Arab News this morning informs us that in an address to senior military commanders, Saudi Arabia’s Prince Sultan, “second deputy premier and minister of defense and aviation, has denounced what he called a smear campaign against Islam and the Kingdom and said it was an outpouring of jealousy of its resources and Islam.”
“We are neither terrorists nor parasites,” Sultan declared. But then he added: “We believe in Islam and in other revealed religions. We believe in the Torah and the Bible.”
This is how Islamic rhetoric snares multiculturalists. Sultan sounds at this point something like the cinematic Mahatma Gandhi saying, “I am Christian! I am Jew! I am Muslim! I am Hindu!” — in other words, like a contemporary New Ager or an “open minded” admirer of “all the world’s great faiths,” courageously rejecting what he perceives as the narrow-mindedness of exclusivist faiths.
But then the Prince reveals that he is a first-class Muslim exclusivist, calling upon Jews and Christians to behave like good dhimmis: “As we believe in Moses and Jesus, so they (Jews and Christians) should also believe in our Prophet Muhammad (peace be upon him) and the Holy Qur’an.”
This is a common but false comparison. Muslims believe in the Moses and Jesus of the Qur’an, who are quite different from the Moses and Jesus of Jewish and Christian tradition. In the Qur’an, Moses and Jesus are prophets who taught a message identical to Muhammad’s — a message which in the traditional Islamic understanding was perverted by their followers to form what are known today as Judaism and Christianity. But their true message was Islam.

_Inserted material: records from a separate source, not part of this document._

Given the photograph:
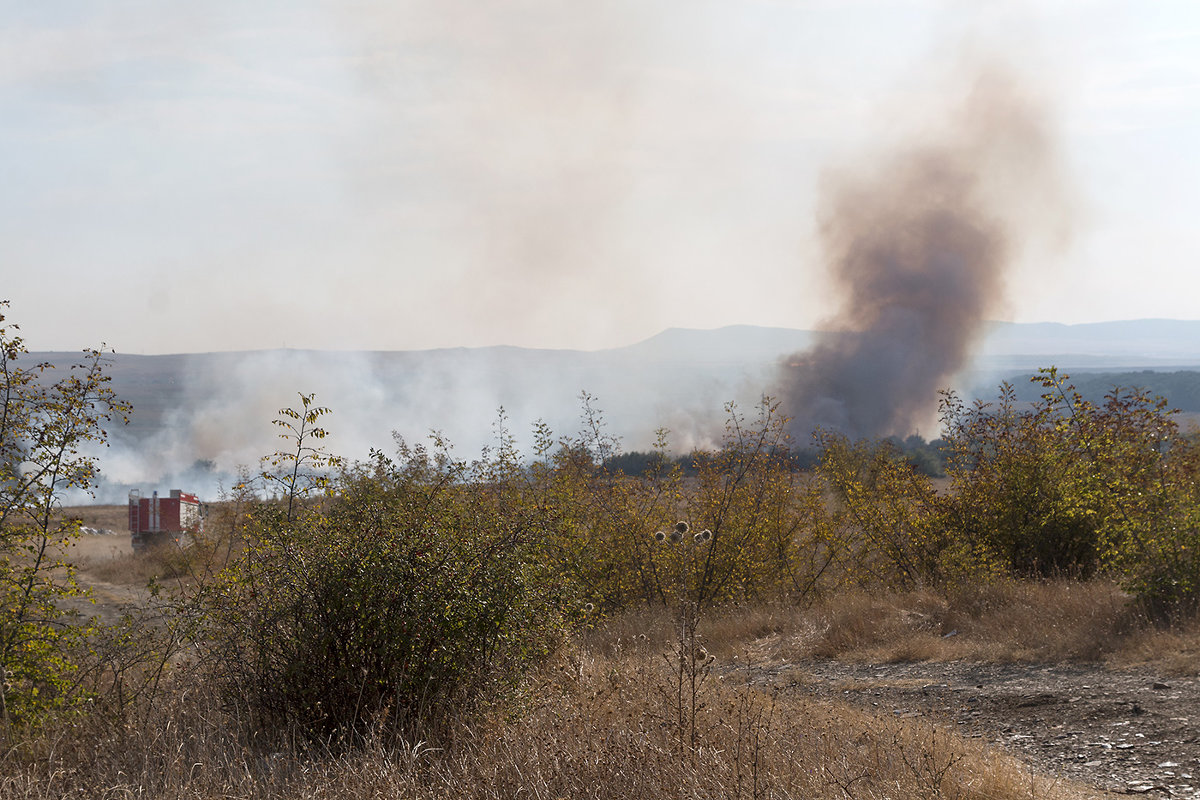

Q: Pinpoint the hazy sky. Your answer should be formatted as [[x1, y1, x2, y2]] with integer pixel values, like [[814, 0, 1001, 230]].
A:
[[0, 0, 1200, 353]]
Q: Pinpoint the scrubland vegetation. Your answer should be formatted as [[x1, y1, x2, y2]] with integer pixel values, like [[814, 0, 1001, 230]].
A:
[[0, 302, 1200, 799]]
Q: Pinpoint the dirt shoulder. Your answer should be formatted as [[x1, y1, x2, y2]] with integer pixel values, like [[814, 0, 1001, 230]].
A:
[[738, 661, 1200, 798]]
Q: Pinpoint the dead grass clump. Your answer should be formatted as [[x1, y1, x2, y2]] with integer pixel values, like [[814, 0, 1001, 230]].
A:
[[758, 581, 1146, 662], [1111, 619, 1200, 675]]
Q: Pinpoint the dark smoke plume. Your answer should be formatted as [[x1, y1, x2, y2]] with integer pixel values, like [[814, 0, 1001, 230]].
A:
[[779, 72, 1064, 444]]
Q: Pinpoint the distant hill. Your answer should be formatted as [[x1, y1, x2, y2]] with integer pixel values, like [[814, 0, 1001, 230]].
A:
[[30, 320, 1200, 501]]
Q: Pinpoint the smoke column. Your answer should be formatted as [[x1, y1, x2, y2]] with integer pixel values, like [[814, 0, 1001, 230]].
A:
[[779, 70, 1066, 444]]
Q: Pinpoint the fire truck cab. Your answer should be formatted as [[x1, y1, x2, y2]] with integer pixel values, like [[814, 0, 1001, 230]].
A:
[[130, 489, 200, 552]]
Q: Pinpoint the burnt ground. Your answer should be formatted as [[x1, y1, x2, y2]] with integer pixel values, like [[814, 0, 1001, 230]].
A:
[[748, 661, 1200, 798]]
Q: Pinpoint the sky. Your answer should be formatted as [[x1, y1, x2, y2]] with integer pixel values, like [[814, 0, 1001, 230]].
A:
[[0, 0, 1200, 354]]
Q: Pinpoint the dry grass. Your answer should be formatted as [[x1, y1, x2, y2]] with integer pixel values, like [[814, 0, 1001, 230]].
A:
[[681, 581, 1156, 663], [0, 575, 1180, 800], [0, 642, 1090, 800]]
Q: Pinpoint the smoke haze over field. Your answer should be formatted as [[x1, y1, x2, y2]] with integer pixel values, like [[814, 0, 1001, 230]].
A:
[[780, 65, 1069, 444], [0, 0, 1200, 354]]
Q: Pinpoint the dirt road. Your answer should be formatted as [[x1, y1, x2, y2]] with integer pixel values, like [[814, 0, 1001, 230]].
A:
[[743, 661, 1200, 798]]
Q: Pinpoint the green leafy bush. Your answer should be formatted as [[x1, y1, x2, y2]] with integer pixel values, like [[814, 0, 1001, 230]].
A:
[[200, 424, 557, 742]]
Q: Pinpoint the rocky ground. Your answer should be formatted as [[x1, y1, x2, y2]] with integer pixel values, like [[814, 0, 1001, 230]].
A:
[[748, 661, 1200, 798]]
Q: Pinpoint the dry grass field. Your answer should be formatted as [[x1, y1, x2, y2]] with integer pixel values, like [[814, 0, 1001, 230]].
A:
[[9, 506, 1200, 800]]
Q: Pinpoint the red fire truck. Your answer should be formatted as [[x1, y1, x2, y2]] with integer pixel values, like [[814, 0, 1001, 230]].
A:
[[130, 489, 200, 552]]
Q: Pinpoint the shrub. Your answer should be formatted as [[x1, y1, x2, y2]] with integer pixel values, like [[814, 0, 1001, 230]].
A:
[[190, 419, 557, 744]]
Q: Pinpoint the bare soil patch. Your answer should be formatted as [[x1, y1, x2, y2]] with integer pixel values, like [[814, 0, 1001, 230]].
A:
[[733, 661, 1200, 798]]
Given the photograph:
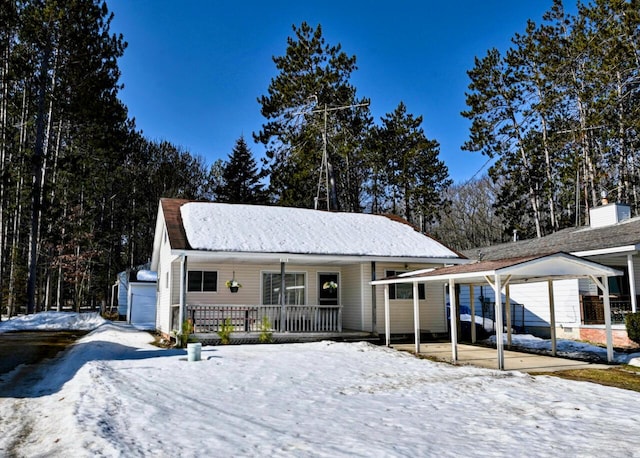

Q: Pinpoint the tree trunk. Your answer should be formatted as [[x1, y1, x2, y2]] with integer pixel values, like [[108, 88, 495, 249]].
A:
[[27, 46, 51, 314]]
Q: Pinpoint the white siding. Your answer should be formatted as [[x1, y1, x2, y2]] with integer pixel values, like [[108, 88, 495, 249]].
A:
[[376, 263, 447, 334], [340, 264, 367, 331], [460, 280, 580, 331], [156, 227, 173, 334]]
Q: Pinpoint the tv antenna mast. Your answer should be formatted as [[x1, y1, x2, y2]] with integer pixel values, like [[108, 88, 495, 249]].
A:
[[308, 94, 369, 210]]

So what Prince Sultan is actually saying, under the guise of generosity and open-mindedness, is that Jews and Christians should abandon their religions and embrace Islam. If Jews and Christians accept the prophethood of Muhammad, they are not just being open-minded — they’re abandoning their faiths and becoming Muslims. This kind of deceptive appeal is part of the reason why multitudes in the U.S. and Europe think that Islam is somehow more tolerant than the faiths that form the spiritual heritage of the Western world.